Hakkımda
İzmir-İstanbul Arası Çelişkilerle Dolu Hikayem
İzmir'de yaşamın çok keyifli olduğu felsefesine sıkı sıkıya bağlı bir genç olarak iş, kariyer arayışıyla istemeye istemeye İstanbul'a yerleştim. İstanbul'da debelenirken kısa süre içinde bu kocaman kentin aslında tüm pejmurdeliğine rağmen nasıl da zengin olduğunu keşfettim. İstanbul'un çeşitliliğiyle ilgili olan bu keşif, başlangıçta hiç sevmediğim bu şehre hayranlık duymama neden oldu. Ancak gelin görün ki, tam alışmış ve çok sevmişken İstanbul'u, yine iş güç nedeniyle kürkçü dükkanına dönüş misali yolum İzmir'e düştü.
İzmir'e dönüşte İstanbul'a ilk gittiğimden çok daha kötü hissettim. "İstanbul'a alışan başka yerde yapamaz" derler ya, aynen öyle oldu. Bu İzmir'den mutlu olamama, caanım şehirden keyif alamama ve bunun nedenini anlayamama duygusu içinde kıvranırken İstanbullu gözüyle kendi şehrimi yeniden keşfetmeye başladım.
Çok Ucuz Çok Ucuz!
Bir arkadaşım; "Alaçatıyı bu İstanbullular mahvetti. Her şeye çok ucuz çok ucuz dediler, bir bardak su 10 lira oldu" demişti, çok gülmüştüm. Valla doğruymuş. İzmir'de benim de tespitim bu oldu. İzlenimlerim en çok da bir mekanda bir şeyler yer içerken anlatılası bir hal alıyordu. Ben de her şeyi, İstanbul'a göre "çok ucuz" buluyordum. İstanbul'da çok pahalı çok havalı mekanlarda göreceğim hizmeti, İzmir'de İstanbul'un tost ayran fiyatına tadabilmek de hayretimi arttırıyordu. Peki, İzmir'de nerede ne yenir, İzmir'in en keyifli mekanları nereleri, İzmi'de nereye gitsek, diye düşünürken ve Google'da arama yaparken pek de tatmin edici bilgiler olmadığını gördüm.
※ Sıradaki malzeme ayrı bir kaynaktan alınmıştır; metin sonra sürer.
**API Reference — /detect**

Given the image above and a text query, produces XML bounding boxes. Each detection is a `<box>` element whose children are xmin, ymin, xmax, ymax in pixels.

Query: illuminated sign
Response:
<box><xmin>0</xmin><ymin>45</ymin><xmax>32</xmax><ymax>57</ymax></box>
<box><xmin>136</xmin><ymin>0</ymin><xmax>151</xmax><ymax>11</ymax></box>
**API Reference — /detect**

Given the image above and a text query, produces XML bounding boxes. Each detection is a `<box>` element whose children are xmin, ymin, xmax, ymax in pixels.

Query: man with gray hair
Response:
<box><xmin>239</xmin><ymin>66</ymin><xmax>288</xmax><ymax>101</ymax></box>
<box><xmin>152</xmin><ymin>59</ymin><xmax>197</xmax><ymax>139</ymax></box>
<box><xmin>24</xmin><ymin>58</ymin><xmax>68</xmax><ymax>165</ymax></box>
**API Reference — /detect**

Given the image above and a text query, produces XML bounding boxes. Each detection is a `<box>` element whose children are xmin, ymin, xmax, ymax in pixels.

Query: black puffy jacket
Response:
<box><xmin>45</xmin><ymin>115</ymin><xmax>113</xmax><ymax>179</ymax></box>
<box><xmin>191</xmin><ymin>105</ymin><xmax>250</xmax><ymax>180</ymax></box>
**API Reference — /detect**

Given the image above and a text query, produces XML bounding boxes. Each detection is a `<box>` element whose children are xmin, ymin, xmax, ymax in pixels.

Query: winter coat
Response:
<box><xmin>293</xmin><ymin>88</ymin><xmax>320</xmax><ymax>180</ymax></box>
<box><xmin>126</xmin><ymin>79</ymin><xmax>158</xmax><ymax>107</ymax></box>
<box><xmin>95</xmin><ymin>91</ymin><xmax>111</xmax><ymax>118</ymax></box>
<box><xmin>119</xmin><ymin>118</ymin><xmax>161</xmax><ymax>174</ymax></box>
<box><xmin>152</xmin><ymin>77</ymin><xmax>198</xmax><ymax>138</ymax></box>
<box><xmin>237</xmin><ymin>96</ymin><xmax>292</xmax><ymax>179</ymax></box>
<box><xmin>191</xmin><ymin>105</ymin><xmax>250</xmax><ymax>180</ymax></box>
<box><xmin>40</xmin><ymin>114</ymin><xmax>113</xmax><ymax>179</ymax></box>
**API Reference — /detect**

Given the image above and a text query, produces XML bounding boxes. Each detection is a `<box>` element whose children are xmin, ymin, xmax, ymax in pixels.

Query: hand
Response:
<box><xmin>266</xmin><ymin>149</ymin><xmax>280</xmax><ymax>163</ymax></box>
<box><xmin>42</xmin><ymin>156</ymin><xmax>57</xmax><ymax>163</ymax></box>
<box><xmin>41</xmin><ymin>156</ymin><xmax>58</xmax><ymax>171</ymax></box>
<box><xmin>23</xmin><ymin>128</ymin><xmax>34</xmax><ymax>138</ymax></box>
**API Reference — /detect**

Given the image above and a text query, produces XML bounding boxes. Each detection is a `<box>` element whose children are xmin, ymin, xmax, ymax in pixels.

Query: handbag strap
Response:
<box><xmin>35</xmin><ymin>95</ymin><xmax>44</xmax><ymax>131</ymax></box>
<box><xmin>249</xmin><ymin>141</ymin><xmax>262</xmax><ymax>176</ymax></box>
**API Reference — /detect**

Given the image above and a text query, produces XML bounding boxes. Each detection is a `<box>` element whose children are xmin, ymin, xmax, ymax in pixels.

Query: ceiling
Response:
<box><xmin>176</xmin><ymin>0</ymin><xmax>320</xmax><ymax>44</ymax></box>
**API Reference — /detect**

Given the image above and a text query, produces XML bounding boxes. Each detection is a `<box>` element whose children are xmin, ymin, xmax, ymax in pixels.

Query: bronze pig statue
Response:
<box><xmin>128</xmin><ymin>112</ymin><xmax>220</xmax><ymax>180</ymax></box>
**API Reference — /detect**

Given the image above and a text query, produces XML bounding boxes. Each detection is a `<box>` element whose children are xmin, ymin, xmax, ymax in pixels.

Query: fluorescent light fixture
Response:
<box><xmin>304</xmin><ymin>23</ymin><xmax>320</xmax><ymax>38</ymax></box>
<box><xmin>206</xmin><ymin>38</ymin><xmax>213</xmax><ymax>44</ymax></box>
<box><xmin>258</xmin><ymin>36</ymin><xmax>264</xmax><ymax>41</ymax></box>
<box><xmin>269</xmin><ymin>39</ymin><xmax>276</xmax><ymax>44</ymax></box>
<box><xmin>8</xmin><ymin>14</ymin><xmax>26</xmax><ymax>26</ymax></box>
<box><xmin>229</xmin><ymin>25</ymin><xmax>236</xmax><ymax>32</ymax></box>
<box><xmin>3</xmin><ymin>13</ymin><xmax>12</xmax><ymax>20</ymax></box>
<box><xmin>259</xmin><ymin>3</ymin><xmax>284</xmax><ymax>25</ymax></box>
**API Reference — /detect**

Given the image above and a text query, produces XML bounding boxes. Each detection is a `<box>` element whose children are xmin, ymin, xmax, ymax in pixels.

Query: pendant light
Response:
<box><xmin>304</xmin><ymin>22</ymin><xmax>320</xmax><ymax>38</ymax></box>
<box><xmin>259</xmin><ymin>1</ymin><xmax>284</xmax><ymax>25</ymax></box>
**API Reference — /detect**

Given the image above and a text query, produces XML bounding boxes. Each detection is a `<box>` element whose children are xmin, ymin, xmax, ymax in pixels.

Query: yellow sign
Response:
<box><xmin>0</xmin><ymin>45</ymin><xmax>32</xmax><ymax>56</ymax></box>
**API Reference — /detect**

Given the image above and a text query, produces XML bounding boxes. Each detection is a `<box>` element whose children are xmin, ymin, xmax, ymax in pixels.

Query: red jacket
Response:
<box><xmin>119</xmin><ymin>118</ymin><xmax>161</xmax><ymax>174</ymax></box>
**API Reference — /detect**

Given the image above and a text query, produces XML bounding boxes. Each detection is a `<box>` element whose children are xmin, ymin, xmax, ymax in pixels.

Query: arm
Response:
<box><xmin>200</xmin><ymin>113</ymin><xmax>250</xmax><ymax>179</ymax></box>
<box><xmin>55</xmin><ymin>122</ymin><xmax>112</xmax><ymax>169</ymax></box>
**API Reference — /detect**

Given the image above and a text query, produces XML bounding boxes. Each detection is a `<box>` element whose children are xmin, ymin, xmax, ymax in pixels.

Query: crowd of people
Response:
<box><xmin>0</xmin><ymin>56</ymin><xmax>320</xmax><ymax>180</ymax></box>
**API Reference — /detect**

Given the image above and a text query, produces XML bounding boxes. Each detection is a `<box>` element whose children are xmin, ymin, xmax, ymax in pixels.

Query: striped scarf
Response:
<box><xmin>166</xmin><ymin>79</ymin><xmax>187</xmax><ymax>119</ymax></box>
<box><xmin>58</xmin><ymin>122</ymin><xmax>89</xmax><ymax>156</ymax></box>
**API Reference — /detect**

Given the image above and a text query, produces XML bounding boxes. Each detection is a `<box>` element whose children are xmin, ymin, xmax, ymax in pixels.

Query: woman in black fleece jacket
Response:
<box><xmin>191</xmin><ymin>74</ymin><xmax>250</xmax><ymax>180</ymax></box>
Her Gün Elli Kere Girdiğiniz Sitelerin Editörlerinden Biriyim
O vakit, yıllardır Türkiye'nin en büyük e-ticaret markalarına, trafiği ennnn yüksek web sitelerine dijital pazarlama, content marketing desteği vere vere klavye başında yaşlanan bendeniz, hemen bu işe soyunmalıydım.
Neden Blogspot
"Açayım bir blog da İzmir efsaneleriyle bu şehri gözünde epeyce büyütmüş İstanbullulara burada nerede ne yenir anlatayım" dedim. Önce klasik dijital pazarlama zihniyle izmirdeneyerim.com, izmirdeneyenir.com, izmirmekanlari.com alan adlarını almak üzere godady'ye uğradım. Alan adı almak üzereyken iyi ki, "önce bir en çok okunan bloglardan ilham alayım" demişim. Baktım ki, blogspot uzantılı olup da başarılı olan, önyargıların aksine baya da profesyonel çalışan bloglar var... "O vakit, bu blog blogspotla yürüsün, her şeyi samimi olsun, profesyonel pazarlama işi kokmasın" dedim ve yola çıktım.
Ne Yazıyorum?
Günde en az bir kez yeni bir mekana gidip, bir şeyler ısmarlıyorum. Sonra da ne gördüysem, iyisiyle kötüsüyle yazıyorum. Beni restoranına davet eden yerler için de bu geçerli.
Gurme Değilim
Gurme falan değilim. O yüzden işin lezzet kısmına çok iddialı notlar düşmüyorum. Ben sadece ne yediğimi, mekanın nasıl bir ortama sahip olduğunu, buraya nasıl gideceğinizi, ortalama fiyatları yazıyorum. Size fikir versin istiyorum.